Sunday, August 4, 2013

Germany's Expected Tax Take Slightly Lower

BERLIN (AP) -- Germany's tax revenues will be slightly lower than expected in the coming years because of a recent economic slowdown, but the government is sticking with its target of balancing its budget by 2015.

Through 2017, all layers of the country's government face a shortfall of 13.2 billion euros ($17.3 billion) on their forecast revenues of 2.7 trillion euros, according to an official forecast. The previous projection was made in November.

Germany's federal government has an annual budget of some 300 billion euros. Its tax take is expected to fall 1.8 billion euros short of previous predictions both this year and next, but Finance Minister Wolfgang Schaeuble said the projection "is overall a positive result" since tax revenues are continuing to climb, albeit more slowly.

Budget projections will remain unchanged because the shortfall is within the range of normal fluctuation, he added.

"A sustainably balanced budget is within reach," he told journalists in Berlin. The government plans to take on no new debt from 2015 onward.

Schaeuble -- visibly pleased as he presented the figures to journalists in Berlin -- took pride in summing up the country's finances by saying they were "as unexciting as they are reliable."

The German economy is in better shape than many others in the 17-strong group of European Union countries that use the euro and is believed to have returned to growth in the first quarter. It shrank slightly in last year's final three months, which Schaeuble cited as the main reason for the lower tax revenue forecast.

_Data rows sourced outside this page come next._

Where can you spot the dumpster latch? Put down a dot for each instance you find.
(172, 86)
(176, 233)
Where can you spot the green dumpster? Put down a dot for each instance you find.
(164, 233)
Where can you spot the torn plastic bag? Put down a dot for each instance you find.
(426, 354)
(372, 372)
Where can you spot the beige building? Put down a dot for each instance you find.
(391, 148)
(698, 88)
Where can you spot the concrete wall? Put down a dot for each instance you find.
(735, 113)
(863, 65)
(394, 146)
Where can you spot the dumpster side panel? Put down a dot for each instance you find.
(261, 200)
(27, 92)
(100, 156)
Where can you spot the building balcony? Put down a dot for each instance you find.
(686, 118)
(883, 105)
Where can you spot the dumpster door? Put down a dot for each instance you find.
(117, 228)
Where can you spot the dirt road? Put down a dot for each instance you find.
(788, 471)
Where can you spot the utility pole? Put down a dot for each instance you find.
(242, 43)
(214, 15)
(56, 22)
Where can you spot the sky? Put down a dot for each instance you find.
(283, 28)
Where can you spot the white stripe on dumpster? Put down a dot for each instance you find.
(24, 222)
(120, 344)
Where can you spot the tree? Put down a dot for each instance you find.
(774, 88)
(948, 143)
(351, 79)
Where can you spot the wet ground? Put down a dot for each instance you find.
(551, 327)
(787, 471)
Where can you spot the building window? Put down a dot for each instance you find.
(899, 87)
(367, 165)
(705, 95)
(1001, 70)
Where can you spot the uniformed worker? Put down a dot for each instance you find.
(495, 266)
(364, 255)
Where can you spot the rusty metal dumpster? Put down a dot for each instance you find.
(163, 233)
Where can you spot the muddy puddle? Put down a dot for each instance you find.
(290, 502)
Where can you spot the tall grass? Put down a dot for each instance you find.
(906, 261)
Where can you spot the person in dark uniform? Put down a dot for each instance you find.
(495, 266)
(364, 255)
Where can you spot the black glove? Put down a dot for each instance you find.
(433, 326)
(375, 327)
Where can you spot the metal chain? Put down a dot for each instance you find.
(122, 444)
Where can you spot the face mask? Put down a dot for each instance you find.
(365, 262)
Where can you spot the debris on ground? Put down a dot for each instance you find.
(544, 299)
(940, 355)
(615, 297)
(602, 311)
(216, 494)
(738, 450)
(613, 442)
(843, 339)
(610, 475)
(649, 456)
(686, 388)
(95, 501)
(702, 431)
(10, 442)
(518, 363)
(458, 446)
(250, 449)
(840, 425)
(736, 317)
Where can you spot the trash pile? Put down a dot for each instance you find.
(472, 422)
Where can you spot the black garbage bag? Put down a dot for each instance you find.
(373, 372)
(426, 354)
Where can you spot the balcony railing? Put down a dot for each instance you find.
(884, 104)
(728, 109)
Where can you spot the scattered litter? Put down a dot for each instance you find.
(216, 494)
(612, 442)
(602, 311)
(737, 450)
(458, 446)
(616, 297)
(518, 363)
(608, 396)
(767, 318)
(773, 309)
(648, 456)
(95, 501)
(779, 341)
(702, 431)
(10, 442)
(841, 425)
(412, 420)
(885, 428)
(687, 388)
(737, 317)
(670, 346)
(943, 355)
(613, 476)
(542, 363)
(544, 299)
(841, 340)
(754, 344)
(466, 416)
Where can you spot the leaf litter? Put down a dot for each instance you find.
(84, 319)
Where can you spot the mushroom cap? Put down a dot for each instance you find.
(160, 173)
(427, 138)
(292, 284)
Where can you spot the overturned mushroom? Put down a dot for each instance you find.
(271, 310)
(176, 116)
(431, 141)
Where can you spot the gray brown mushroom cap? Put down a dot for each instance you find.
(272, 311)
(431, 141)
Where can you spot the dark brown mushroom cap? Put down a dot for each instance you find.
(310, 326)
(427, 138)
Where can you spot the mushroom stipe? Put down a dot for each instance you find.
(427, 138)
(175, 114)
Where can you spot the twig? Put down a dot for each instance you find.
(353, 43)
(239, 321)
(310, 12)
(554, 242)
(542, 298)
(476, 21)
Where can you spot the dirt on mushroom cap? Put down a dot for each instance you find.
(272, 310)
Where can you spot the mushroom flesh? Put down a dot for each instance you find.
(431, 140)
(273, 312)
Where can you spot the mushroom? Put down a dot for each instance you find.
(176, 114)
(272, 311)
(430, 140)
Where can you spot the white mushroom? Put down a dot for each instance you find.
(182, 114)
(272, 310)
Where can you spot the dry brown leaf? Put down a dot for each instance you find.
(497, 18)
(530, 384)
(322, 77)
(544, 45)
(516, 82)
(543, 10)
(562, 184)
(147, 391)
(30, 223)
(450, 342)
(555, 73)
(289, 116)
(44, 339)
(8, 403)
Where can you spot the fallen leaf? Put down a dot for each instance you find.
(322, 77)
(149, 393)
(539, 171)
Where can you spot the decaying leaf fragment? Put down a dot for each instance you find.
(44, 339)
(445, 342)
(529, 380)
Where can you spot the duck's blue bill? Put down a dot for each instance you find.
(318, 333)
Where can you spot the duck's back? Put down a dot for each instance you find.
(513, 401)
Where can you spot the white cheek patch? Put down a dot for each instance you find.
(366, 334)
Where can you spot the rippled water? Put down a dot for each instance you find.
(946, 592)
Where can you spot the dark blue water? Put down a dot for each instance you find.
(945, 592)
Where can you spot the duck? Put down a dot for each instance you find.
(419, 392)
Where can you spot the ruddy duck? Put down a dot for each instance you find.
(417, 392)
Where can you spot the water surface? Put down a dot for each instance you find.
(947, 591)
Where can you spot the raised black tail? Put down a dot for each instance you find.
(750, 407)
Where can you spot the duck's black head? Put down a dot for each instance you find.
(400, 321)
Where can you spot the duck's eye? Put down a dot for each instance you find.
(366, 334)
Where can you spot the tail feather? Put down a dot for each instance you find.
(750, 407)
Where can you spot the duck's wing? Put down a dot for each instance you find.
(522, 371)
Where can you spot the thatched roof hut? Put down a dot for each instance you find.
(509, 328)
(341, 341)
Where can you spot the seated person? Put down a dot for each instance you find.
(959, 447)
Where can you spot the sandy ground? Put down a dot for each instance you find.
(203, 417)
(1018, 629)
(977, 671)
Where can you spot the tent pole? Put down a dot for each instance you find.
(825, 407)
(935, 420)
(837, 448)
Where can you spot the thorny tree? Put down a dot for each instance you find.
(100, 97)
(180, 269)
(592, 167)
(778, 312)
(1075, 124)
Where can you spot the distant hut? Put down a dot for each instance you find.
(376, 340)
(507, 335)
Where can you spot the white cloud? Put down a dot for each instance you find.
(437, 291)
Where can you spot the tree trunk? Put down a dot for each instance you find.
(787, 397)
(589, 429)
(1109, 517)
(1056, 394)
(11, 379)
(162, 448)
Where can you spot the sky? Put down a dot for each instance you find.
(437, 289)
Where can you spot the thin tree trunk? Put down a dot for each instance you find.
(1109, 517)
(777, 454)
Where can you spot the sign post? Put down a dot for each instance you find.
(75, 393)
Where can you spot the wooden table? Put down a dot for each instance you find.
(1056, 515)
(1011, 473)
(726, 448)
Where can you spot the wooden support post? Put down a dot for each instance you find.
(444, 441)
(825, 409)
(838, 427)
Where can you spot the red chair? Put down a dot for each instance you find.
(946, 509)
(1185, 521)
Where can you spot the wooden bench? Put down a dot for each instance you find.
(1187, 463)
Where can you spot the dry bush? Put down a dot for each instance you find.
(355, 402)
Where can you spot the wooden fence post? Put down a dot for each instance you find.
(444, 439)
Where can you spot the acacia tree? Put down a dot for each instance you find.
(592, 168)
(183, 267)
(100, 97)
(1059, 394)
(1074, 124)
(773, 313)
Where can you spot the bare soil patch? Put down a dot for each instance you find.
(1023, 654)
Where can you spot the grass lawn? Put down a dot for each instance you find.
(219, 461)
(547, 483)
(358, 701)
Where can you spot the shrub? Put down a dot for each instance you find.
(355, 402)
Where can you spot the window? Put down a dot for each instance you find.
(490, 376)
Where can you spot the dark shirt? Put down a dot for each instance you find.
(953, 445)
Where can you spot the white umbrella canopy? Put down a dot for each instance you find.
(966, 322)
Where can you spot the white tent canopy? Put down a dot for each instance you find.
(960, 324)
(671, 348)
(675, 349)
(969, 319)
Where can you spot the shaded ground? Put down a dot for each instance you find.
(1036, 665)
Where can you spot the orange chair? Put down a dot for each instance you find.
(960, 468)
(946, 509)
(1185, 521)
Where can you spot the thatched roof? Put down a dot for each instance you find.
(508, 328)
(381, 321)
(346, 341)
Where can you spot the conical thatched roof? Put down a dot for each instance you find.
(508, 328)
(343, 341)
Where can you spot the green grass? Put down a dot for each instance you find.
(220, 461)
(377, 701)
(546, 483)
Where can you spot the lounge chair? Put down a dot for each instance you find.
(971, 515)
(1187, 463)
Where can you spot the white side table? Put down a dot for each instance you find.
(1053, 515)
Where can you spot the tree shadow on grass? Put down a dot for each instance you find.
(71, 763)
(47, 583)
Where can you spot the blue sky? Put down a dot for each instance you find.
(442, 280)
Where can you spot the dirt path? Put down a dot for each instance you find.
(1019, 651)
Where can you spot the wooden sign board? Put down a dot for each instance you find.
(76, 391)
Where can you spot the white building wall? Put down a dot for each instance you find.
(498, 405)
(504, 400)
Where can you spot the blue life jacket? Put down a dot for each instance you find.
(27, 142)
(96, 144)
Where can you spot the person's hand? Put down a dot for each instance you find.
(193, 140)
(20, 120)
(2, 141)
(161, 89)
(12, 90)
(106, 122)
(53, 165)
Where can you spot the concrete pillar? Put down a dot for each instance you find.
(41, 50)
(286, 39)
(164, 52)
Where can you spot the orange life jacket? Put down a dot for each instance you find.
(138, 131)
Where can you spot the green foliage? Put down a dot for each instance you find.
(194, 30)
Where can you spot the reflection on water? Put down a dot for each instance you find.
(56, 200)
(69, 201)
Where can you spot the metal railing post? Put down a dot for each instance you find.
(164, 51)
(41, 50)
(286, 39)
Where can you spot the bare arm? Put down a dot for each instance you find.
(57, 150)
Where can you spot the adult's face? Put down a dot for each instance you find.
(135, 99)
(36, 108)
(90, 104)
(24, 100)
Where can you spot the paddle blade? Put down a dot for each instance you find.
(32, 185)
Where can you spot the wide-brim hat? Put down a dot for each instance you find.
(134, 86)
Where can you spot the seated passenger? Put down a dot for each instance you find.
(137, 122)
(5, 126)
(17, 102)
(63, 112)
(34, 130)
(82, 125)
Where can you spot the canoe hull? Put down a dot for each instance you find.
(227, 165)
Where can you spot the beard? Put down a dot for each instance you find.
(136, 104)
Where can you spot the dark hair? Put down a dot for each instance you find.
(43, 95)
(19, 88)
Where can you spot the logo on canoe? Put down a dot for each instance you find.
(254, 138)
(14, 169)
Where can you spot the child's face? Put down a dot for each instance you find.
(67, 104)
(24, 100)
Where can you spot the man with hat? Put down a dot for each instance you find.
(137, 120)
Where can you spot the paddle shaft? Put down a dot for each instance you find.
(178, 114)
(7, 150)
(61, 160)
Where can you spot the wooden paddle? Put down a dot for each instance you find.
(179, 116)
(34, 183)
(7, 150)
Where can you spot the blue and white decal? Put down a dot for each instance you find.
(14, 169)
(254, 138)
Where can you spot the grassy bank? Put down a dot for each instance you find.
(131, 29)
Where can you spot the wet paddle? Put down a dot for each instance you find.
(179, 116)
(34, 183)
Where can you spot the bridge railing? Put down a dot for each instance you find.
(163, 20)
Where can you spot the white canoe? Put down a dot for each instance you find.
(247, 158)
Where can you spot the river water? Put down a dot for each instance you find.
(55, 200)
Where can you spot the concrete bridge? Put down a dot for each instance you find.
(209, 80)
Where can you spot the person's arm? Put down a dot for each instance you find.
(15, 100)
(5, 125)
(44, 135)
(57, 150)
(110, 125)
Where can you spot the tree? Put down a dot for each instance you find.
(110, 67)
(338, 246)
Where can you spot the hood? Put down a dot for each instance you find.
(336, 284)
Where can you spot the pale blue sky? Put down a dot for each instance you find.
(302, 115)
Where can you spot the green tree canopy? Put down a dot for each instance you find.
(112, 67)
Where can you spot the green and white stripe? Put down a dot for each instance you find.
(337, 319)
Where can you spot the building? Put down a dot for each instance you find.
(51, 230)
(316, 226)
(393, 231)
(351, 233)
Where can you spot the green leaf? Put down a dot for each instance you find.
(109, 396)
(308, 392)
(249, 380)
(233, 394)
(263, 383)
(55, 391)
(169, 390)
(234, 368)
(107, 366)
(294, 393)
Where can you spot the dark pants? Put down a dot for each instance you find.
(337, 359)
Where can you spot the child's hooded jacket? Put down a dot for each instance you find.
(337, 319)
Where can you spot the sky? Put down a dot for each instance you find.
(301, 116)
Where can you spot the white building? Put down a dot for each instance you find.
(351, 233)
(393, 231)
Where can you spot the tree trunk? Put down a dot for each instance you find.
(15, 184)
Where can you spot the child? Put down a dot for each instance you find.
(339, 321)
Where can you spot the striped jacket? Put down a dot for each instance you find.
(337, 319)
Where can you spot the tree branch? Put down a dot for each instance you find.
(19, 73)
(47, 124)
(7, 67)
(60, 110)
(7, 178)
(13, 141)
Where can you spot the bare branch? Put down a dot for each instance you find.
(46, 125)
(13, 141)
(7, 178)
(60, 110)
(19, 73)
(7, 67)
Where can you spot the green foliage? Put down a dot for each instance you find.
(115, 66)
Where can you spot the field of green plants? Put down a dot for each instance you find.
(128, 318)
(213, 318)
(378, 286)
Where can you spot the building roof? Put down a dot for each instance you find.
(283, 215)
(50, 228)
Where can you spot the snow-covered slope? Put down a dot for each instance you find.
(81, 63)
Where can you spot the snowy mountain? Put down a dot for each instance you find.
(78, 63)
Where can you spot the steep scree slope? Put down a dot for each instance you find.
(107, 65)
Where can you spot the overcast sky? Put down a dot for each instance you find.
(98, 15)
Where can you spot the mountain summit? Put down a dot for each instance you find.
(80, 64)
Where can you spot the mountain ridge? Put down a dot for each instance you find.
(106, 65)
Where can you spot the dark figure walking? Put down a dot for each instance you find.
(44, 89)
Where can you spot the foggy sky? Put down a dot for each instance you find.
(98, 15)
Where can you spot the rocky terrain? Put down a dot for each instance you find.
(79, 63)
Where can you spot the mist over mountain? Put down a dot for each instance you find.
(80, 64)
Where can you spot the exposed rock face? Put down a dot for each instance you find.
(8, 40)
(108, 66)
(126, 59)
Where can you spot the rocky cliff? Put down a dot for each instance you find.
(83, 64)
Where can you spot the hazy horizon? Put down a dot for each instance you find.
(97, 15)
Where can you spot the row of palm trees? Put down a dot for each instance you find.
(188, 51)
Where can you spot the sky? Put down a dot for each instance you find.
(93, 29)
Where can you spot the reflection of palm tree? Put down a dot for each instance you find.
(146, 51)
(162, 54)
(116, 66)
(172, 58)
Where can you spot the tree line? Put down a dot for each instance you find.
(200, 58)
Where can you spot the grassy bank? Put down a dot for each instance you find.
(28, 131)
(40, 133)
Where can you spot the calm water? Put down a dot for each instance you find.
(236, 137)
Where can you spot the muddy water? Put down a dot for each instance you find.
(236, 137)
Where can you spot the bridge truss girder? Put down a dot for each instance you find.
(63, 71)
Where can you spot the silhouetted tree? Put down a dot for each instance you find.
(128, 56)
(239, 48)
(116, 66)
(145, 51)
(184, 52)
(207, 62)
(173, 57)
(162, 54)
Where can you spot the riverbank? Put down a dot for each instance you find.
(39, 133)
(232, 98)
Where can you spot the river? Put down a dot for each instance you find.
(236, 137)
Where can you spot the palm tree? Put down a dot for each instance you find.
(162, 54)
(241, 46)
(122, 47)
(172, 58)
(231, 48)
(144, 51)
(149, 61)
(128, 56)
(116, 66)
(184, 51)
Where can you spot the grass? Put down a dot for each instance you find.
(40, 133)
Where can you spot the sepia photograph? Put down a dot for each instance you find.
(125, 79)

The federal government still projects to take on more than 17 billion euros in new loans this year, but plans to gradually reduce that to zero by 2015 before eventually starting to pay back some of its debt -- worth about 80 percent of annual economic output, or about 2 trillion euros.

According to the European Union's debt criteria, which take into account all layers of government and social security funds, Germany already balanced its budget last year amid a resilient economy, higher tax revenues and significantly lower borrowing costs.

In more upbeat signals for Europe's biggest economy, industrial production increased by 1.2 percent in March on the previous month, according to official data.

Economists had forecast that production would decline by 0.1 percent in March. Instead, the Economy Ministry reported another increase following a 0.6 percent rise in February -- a figure revised upward Wednesday from the initial reading of 0.5 percent.

Data released Tuesday showed a healthy order pipeline -- with industrial orders increasing 2.2 percent in March following an identical rise in February.